An actress hired to play a part on the evening's show didn't show up and, instead of risking a hunt for a substitute, Benny thought his wife could handle the part: a character named Mary Livingstone scripted as Benny's biggest fan. At first, it seemed like a brief role; she played the part on that night's and the following week's show before being written out of the scenario.

But NBC received so much fan mail that the character was revived into a regular feature on the Benny show, and the reluctant Sadie Marks became a radio star in her own right. The lone known exceptions were a fantasy sequence used on both the radio and television versions of the show, as well as during an NBC musical tribute to Benny, in which Mary admitted to being "Mrs.

Livingstone's "chiss sweeze sandwich" order in a lunch counter sketch was referred to for several years afterwards episode ; October 27, Another flubbed line was "How could you possibly hit a car when it was up on the grease rack? But Jack got his comeuppance later in the show, when the show's guest, the real-life Beverly Hills police chief, was talking about the strange call the department got the night before: two skunks fighting on someone's lawn.

This was a typical example of Benny's and Livingstone's and the show's writers' ability to improvise comedy from un-scripted errors. Mary's trademark gag on the radio show, other than beleaguering Benny, was to read letters from her mother who lived in Plainfield, New Jerseyusually beginning with "My darling daughter Mary The letters often included comical stories about Mary's fictional sister Babe — similar to Sadie's real sister Babe in name only — who was so masculine she played as a linebacker for the Green Bay Packers and worked in steel mills and coal mines, or their ne'er-do-well father, who always seemed to be a half-step ahead of the law.

Mother Livingstone, naturally enough, detested Benny and was forever advising her daughter to quit his employ. Never very comfortable as a performer despite her success, Livingstone's stage fright became so acute by the time the Benny show was moving toward television that she rarely appeared on the radio show in its final season, — Livingstone made few appearances on the television version — mostly in filmed episodes — and finally retired from show business after her close friend Gracie Allen did so in Her Washington Post obituary quoted Livingstone about her jack benny biography mary livingstone fright: "It ended up with every Sunday night being the most torturous day of the week," she once said.
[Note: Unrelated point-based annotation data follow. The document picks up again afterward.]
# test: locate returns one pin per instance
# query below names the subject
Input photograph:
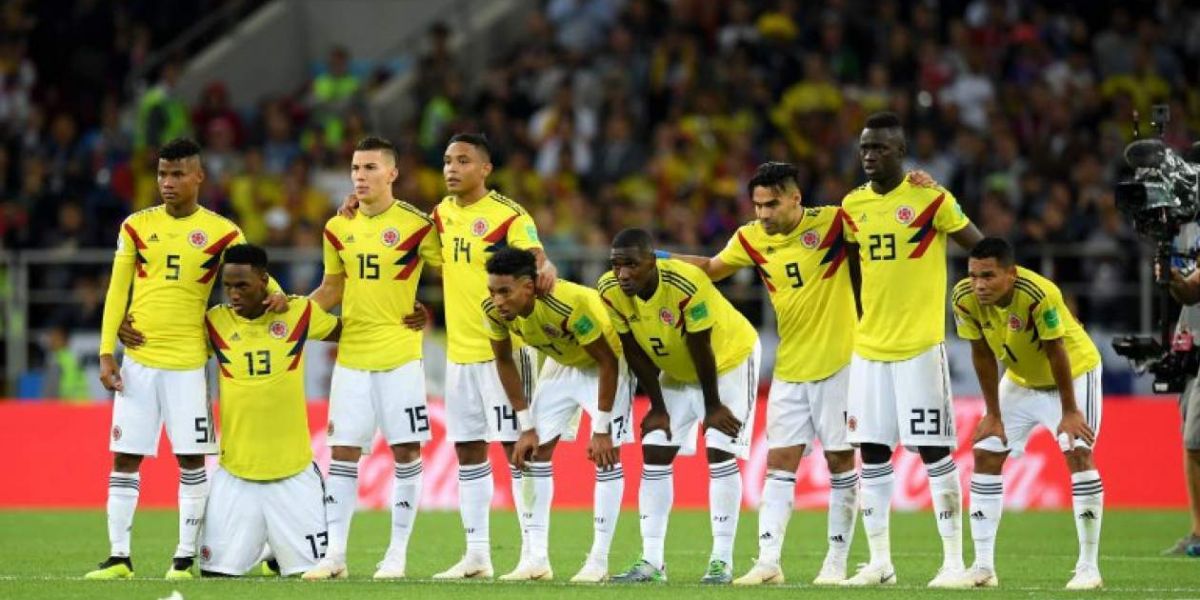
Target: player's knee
(475, 453)
(875, 454)
(785, 459)
(406, 453)
(715, 456)
(840, 461)
(346, 454)
(988, 462)
(658, 455)
(930, 455)
(1079, 460)
(126, 462)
I finally just told Jack I was going to quit or I was going to die. One of her final performances was as a mouse spoof of herself in The Mouse That Jack Builta Merrie Melodies cartoon from lampooning the radio show. When introducing her to the audience, Benny noted that it was her first time performing in fifteen years and the pre-recorded segment made references to her performance anxiety.

After writing a biography of her husband, Livingstone — whose surname is often misspelled without the 'e', as with her star on the Hollywood Walk of Fame for her contribution to radio [ 24 ] — died from heart disease at her home in Holmby Hills on June 30,five days after her 78th birthday, though several outlets reported her age as Contents move to sidebar hide.

Article Talk. Read Edit View history. Tools Tools. Download as PDF Printable version. In other projects. Wikimedia Commons Wikidata item. American radio comedian and actress — For other people with similar names, see Mary Livingstone disambiguation.